What are goals that can be established for clients with avoidant personality disorder?

○ Discuss angry feelings and situations that precipitate hostility. ○ The patient will not harm others. ○ Verbalize understanding of treatment setting rules and regulations and the consequences for violation. ○ Will not manipulate others for own desires ○ Verbalize personal responsibility for difficulties in interpersonal relationships ○ Cope more adaptively by delaying gratification of his or her desires and following rules and regulations of the treatment setting. ○ Demonstrate ability to interact with others without becoming defensive, rationalizing behaviors, or expressing grandiose ideas.

What is Schizotypal personality disorder?

○ Display odd and eccentric behavior but not to the level of schizophrenia. ○ Marked by symptoms that look more like schizophrenia than schizoid personality and show significant peculiarities in thinking, behavior, and appearance. ○ Aloof and isolated ○ Behave in a bland and apathetic manner ○ Often talk or gesture to themselves, as if "living in their own world. ○ Exhibits bizarre speech pattern ○ When under stress, may decompensate and demonstrate psychotic symptoms ○ Demonstrates bland, inappropriate affect ○ Symptoms include § Magical thinking § Ideas of reference § Illusions § Depersonalization § Withdrawal into self § Superstitiousness- belief in clairvoyance, telepathy, or "sixth sense;" and beliefs that "others can feel my feelings."

What are therapeutic responses for clients diagnosed with antisocial personality disorder?

○ Do not attempt to coax or convince the patient to do the "right thing." ○ Do not use the words "You should (or shouldn't) ..."; instead, use the words "You will be expected to...." ○ Patient must eventually internalize societal norms, beginning with a step-by-step, "either/or" approach on the unit (either you do [don't do] this, or this will occur). ○ Explanations must be concise, concrete, and clear, with little or no capacity for misinterpretation. ○ Provide positive feedback or reward for acceptable behaviors to enhance self-esteem and encourages repetition of desirable behaviors. ○ Maintain attitude of "It is not you, but your behavior, that is unacceptable." An attitude of acceptance promotes feelings of dignity and self-worth. Help the patient identify the true object of his or her hostility (e.g., "You seem to be upset with ...").

What are erotomanic delusions?

○ Erotomanic delusions: Individuals with erotomanic delusions falsely believe that someone, usually of a higher status, is in love with him or her.

What are some side effects and examples of SSRIs?

○ Example: § Sertraline § Escitalopram ● May cause sexual dysfunction ○ Wof: increased risk of suicide ○ Feeling agitated, shaky or anxious. ○ Feeling or being sick. ○ Indigestion. ○ Diarrhea or constipation. ○ Loss of appetite and weight loss. ○ Dizziness. ○ Blurred vision. ○ Dry mouth.

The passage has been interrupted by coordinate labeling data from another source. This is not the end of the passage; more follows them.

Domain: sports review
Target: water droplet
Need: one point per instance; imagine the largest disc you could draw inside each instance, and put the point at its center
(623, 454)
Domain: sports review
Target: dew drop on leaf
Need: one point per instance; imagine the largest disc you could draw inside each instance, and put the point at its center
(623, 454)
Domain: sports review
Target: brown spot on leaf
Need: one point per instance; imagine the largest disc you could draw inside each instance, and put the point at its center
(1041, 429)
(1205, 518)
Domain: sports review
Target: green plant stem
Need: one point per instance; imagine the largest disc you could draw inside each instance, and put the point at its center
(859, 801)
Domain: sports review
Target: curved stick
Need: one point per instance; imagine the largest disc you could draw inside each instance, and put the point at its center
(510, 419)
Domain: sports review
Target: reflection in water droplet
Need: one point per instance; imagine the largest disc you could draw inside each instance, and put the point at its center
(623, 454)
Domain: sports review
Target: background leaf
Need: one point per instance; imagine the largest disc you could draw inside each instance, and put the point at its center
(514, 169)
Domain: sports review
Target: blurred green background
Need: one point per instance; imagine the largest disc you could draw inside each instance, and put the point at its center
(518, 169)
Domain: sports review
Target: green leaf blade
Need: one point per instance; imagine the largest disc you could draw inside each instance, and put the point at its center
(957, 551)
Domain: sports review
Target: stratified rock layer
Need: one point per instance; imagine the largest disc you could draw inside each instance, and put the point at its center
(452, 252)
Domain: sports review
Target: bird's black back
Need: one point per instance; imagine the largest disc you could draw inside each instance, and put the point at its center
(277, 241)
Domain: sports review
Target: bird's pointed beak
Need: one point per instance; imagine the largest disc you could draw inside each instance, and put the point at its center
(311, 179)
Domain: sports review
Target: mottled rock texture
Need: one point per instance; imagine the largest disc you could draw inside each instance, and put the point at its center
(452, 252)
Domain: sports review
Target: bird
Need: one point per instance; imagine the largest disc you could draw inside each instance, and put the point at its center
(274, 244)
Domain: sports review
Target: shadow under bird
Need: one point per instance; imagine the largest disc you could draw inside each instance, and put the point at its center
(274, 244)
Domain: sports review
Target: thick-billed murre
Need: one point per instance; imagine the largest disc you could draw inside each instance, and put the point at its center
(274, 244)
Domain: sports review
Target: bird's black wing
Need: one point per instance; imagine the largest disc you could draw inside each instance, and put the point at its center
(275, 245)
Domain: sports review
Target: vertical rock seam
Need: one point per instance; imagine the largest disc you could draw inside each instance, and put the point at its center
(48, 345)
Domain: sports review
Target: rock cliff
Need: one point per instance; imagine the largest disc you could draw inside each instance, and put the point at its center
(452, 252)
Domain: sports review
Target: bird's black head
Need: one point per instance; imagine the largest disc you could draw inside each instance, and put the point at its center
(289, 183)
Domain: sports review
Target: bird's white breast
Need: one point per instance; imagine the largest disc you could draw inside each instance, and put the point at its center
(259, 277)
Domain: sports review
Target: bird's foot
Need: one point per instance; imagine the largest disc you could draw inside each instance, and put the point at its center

Who is likely to develop EPS from medications?

○ First generation = typical antipsychotics = more potent = have more side effects ○ A client who has schizophrenia and is taking first generation antipsychotic medication can develop extrapyramidal manifestations, such as acute dystonia, Parkinsonism, akathisia, and tardive dyskinesia.

What are grandiose delusions?

○ Grandiose delusions: exaggerated feeling of importance, power, knowledge, or identity. § The individual may believe that he or she has a special relationship with a famous person or even assume the identity of a famous person (believing that the actual person is an imposter). § Grandiose delusions of a religious nature may lead to assumption of the identity of a deity or religious leader (e.g., "I am Jesus Christ").